Others with whom I've shared friendship and who have shown me extreme kindness include Holly Baker-Kreisworth (and her lovely daughter Hannah), John O'Donohue (whom I owe a dinner), Gordon Clapp (who owes me a(nother) beer), Dennis White, Jody Worth and more recently Mark-Paul Gosselaar, Bill Brochtrup, Currie Graham and Matt Olmstead, all of whom have said very kind things about the reviews. I owe all of them my thanks. Considering how brutally honest I can be in my writing, you can conclude without question that grace is among the many gifts each of them has.

I should also thank David Milch whose talent makes my knees knock each time I meet him and who, though I doubt he remembers it, "discovered" me in the Fox lot cafeteria one day. I was lunching with Tinker and my sister when he wandered in to talk about a scene he was setting up. He spoke in long, curvy sentences--his arms waving, an occasional shy smile popping up on his face--he told Mark he needed hookers for the next shot, and then his eyes landed on us. I don't want to dwell on what the true meaning of that moment was, but suffice it to say that within 10 minutes my sister and I were whisked off to wardrobe, outfitted in the most horrendous clothing and soon found ourselves standing in the hallway just outside the squad room door, me in handcuffs. We were official background in the Season 7 episode "Along Came Jones." Before the cameras rolled, Rick Schroder walked by, whistled at us and said, "How much?" My witty sister responded, "You can't afford us." Then she laughed and said to me, "Look at me, my kids would be so proud," which got a big laugh from Dennis Franz. A fun memory for a couple of sisters to share. It was Henry Simmons' first episode, and the scene where was Baldwin and Greg come back to the squad with a suspect.

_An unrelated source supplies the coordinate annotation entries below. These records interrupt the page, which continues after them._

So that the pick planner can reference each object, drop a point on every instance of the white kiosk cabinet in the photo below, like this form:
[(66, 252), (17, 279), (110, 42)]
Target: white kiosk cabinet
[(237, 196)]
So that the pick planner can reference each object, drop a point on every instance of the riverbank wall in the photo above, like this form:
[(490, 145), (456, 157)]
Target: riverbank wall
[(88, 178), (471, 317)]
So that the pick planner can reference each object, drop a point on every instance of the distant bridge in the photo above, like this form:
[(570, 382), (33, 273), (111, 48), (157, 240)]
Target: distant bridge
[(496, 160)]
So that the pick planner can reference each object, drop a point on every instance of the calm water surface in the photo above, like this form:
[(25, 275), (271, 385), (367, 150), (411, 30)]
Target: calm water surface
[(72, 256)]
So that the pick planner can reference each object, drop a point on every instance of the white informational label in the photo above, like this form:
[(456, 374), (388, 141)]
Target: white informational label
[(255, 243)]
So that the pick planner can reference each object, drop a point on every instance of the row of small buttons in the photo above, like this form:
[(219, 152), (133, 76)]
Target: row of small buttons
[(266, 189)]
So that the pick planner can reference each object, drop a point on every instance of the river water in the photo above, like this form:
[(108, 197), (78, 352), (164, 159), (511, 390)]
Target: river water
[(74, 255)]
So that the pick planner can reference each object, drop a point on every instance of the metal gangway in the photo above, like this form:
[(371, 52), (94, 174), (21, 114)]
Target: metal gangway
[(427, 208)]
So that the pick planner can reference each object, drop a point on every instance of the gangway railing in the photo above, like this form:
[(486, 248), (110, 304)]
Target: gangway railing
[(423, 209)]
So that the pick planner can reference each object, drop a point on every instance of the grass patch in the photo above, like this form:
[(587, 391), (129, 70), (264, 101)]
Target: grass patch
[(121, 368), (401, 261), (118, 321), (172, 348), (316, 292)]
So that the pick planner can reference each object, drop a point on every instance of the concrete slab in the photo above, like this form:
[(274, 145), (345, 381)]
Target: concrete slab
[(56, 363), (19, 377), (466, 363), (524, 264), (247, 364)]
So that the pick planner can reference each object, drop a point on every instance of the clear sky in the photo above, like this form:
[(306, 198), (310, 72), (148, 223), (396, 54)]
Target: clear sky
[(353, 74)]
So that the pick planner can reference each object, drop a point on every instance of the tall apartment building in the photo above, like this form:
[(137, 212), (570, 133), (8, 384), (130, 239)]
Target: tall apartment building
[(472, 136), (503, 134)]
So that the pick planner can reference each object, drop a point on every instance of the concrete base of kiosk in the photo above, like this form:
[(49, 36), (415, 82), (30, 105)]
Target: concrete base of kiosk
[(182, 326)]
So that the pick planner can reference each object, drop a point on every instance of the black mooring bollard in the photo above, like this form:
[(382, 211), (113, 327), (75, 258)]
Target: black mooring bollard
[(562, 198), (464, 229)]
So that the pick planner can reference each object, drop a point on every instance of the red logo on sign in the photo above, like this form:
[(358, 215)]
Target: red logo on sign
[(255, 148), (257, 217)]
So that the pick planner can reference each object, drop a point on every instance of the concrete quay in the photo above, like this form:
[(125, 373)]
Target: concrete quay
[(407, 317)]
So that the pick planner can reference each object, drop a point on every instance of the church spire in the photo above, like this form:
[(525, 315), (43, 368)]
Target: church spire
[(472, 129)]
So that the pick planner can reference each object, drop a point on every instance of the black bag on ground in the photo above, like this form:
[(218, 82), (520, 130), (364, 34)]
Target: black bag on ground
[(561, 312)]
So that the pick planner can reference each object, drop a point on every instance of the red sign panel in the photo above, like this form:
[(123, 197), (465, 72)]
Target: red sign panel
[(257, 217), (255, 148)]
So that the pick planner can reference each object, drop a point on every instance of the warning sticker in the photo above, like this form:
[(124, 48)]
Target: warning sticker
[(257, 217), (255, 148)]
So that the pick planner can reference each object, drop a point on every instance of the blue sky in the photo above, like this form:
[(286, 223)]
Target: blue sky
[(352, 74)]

Baldwin is sent off to settle the guy in the pokey room while Greg, Andy, Danny and Fancy talk about how Baldwin's first day is going. (I'm the out-of-focus hooker on the left, my sister is the one on the right.) Now that I think about it, it is especially fitting for me that the final shot of the finale be taken from the very spot where I stood for my 35 seconds of blurry fame on NYPD Blue.

Though I have no right to it, I will not in the future be able to watch any of these actors or see the names I know so well of writers, directors and other crew without feeling a bit of familial pride. I wish them all so much good and many more successes, and I'll keep my eyes on all of them, just like they were family, so I can share in the joys that are sure to come.